The UK has implemented a key milestone by enacting legislation to require 80% of cars and 70% of new vans sold to be zero-emission vehicles by 2030, reaching 100% by 2035. This measure, which has now become law, supports the economy, industry and represents one of the largest carbon saving actions in the government's net zero strategy.
Progress towards decarbonization
The regulations, now in force from January 3, 2024, provide certainty for industry and manufacturers, providing a robust regulatory framework to safeguard British jobs. In addition, the government has invested billions to expand charging infrastructure and incentivize the adoption of zero-emission vehicles. “Alongside us having spent more than £2 billion in the transition to electric vehicles, our zero-emission vehicle mandate will further boost the economy and support manufacturers to safeguard skilled British jobs in the automotive industry.” Anthony Browne, Minister for Technology and Decarbonization, said.
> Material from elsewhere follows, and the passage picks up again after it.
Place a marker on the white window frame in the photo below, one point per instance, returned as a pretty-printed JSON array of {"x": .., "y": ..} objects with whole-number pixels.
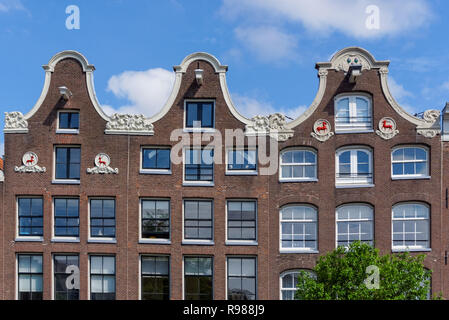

What does the Zero Emission Vehicles Act imply?
Sets annual percentages of new emission-free vehicles for manufacturers until 2030: 80% of cars and 70% of vans sold in Great Britain will be emission-free by 2030, rising to 100% by 2035.
Impact on the economy and the market
These regulations aim to boost the economy, with support for the transition to electric, increased sales of second-hand electric vehicles and the expansion of charging infrastructure across the country.
Additionally, the government is supporting the transition through subsidies for electric vans, discounts on charging points and has seen a 41% increase in first-time zero-emission vehicles registered.
The automotive industry is already responding to these changes, with major investments in gigafactories and electric vehicle manufacturing by brands such as Nissan, Tata, BMW, Ford and Stellantis.
The UK is accelerating the installation of charging points, with over 50,000 public points already in operation and a projection to reach 300,000 by 2030. This is backed by a £381 million investment for local electric vehicle infrastructure and a £70 million pilot program for ultra-fast chargers in freeway service areas.
Cost reduction prospects
Several companies are already embracing this initiative. Uber, for example, as part of its Driver Plan, seeks to address cost reduction and expand the supply of electric vehicles on its platform, in line with this new law.
The UK is thus positioned with the most ambitious regulatory framework for the transition to electric vehicles compared to other countries, paving the way towards a more sustainable and emission-free mobility for the future.